Da Luna Rossa a Desafio, la triste fine delle barche che ci hanno fatto sognare

Da Luna Rossa (ITA 80) che abbandonata su un terreno demaniale ad Imperia giace ricoperta da alte erbacce tra l’hangar della protezione civile e l’eliporto, fino a Desafio Español: la barca con cui gli iberici parteciparono alla 32ma edizione della Coppa America, completamente abbandonata nelle banchine dello Yacht Club di Valencia.
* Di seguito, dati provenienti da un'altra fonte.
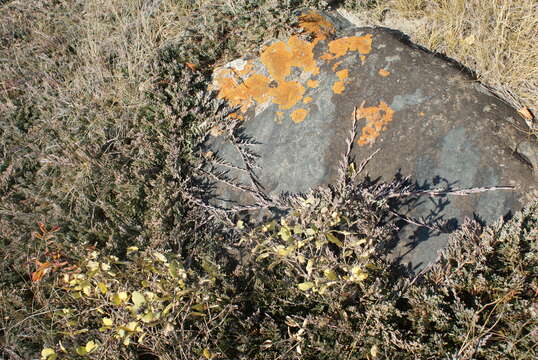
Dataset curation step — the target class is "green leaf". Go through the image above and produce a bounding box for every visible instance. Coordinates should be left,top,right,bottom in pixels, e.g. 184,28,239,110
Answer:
323,269,338,281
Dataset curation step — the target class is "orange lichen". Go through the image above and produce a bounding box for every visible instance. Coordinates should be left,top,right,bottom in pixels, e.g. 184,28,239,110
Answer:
260,36,319,82
332,61,342,71
291,109,308,124
378,69,390,77
333,81,346,94
336,69,349,80
215,69,270,112
355,101,394,146
321,34,372,60
306,80,319,88
299,12,335,43
275,111,284,124
269,81,305,110
214,13,372,123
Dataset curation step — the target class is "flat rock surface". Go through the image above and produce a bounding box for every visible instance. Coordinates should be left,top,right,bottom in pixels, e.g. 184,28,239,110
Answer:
203,13,538,269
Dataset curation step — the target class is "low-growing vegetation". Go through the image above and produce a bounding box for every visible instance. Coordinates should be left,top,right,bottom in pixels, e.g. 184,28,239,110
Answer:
0,0,538,360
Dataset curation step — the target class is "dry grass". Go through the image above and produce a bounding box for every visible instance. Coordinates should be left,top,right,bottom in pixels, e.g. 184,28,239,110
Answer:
0,0,538,359
340,0,538,121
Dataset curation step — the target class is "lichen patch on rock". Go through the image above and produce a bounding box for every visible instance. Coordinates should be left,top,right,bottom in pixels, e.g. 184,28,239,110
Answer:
213,13,372,123
355,101,394,146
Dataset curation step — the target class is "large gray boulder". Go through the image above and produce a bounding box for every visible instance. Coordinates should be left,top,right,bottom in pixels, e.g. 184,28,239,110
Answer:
203,13,538,269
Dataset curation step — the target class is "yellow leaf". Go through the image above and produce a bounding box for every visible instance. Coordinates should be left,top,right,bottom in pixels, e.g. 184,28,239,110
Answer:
325,233,344,247
125,321,140,332
112,291,129,306
41,348,58,360
202,348,213,359
297,281,314,291
123,335,131,346
141,312,155,323
370,345,379,357
163,303,174,316
127,246,138,254
153,251,167,262
76,346,88,356
80,280,92,296
86,260,99,271
323,269,338,281
85,340,97,353
278,226,291,241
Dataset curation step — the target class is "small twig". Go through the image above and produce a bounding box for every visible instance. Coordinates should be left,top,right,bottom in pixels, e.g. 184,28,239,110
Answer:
388,209,443,232
386,186,514,199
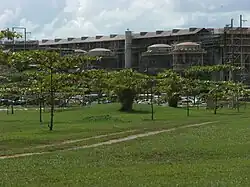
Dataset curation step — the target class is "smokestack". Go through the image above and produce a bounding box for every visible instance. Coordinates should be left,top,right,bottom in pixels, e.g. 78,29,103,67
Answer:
125,30,132,68
240,15,243,28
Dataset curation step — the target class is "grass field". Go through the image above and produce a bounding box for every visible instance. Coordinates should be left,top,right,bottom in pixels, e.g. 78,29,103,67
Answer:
0,104,250,187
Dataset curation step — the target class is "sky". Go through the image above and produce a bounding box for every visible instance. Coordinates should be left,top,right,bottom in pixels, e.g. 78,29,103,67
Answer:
0,0,250,39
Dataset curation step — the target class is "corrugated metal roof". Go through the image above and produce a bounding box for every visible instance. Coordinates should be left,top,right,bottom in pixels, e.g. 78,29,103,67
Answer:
39,28,207,46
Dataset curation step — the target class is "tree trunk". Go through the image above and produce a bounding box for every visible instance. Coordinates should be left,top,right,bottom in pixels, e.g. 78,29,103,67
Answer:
118,89,136,112
168,95,179,108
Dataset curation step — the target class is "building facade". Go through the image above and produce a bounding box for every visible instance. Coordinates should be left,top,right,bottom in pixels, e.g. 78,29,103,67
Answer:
1,27,250,80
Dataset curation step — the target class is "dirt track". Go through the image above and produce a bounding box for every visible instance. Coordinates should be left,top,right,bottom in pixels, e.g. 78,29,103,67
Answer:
0,121,218,160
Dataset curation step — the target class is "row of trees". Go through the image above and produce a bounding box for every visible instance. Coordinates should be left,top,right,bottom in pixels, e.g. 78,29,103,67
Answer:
0,31,247,130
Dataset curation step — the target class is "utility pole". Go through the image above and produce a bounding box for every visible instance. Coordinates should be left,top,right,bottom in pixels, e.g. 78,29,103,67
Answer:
240,15,247,81
12,27,27,51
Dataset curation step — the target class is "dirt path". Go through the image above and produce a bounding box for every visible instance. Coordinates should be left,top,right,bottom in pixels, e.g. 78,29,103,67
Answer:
0,121,218,160
32,130,138,149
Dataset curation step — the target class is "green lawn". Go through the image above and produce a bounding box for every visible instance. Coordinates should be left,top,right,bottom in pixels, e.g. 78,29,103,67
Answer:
0,105,250,187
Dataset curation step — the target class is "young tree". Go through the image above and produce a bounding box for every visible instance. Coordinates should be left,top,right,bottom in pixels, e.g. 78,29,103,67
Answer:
157,70,185,107
109,69,147,112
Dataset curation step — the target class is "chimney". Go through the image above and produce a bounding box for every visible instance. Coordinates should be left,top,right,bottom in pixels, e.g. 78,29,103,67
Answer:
81,36,88,40
172,29,180,33
140,32,148,36
54,38,62,42
95,35,103,40
156,30,163,35
110,34,117,38
42,39,49,43
189,27,197,32
68,37,75,41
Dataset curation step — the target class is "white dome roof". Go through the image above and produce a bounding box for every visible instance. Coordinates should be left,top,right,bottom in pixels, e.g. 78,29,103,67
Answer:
74,49,87,53
89,48,111,52
88,48,113,57
176,42,200,46
148,44,171,48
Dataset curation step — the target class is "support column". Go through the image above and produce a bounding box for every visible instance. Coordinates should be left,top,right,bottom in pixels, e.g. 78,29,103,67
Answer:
125,30,132,68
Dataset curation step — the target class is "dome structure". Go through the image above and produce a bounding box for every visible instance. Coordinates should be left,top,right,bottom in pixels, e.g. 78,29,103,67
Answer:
74,49,87,54
176,42,200,46
148,44,172,52
175,42,201,50
88,48,112,57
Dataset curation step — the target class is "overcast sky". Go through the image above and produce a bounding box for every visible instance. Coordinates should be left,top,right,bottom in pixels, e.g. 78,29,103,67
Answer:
0,0,250,39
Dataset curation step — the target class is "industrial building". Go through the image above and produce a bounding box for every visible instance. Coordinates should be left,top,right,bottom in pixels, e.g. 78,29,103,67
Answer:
1,17,250,81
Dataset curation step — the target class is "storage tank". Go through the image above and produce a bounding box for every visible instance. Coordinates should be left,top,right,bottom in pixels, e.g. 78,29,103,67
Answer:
124,30,132,68
172,42,206,72
87,48,118,69
140,44,172,72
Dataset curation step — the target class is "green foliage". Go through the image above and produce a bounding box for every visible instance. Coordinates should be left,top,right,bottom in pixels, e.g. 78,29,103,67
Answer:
0,29,22,40
109,69,148,111
157,70,185,107
184,64,241,79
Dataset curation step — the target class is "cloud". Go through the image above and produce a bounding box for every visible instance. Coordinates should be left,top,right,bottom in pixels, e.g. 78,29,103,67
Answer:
0,0,250,39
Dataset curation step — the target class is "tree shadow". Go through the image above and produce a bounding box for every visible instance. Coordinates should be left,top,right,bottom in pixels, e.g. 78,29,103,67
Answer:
119,110,151,114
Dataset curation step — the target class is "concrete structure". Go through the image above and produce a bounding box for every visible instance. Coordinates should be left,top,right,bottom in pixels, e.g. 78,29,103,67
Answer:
139,44,172,72
3,25,250,81
125,30,133,68
87,48,118,69
172,42,206,72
La chiglia di ESP-65 con il tempo e la scarsa manutenzione si è staccata, ha così causato la rottura dell’albero e il capovolgimento dell’imbarcazione che ha così rivelato ( e magari c’era da aspetarselo!) lo stato pietoso dell’imbarcazione: lo scafo è coperto da uno strato di cozze.

Davvero molto triste è la fine di imbarcazioni che hanno tenuto milioni e milioni di italiani (e spagnoli) attaccati agli schermi televisivi, capaci di regalarci tantissime gioie ed emozioni.

Situazioni completamente diverse rispetto a quella Neozelandese. La recente visita dei reali Inglesi William e Kate è stata anche l’occasione infatti per rivedere navigare (in questo caso regatare) in perfette condizioni i due monoscafi di American’s Cup del Team New Zealand.

I duchi di Cambridge infatti si erano concessi un momento di svago per un match-race tutto in famiglia, accompagnati dallo skipper dei Kiwi Dean Barker e da Grant Dalton.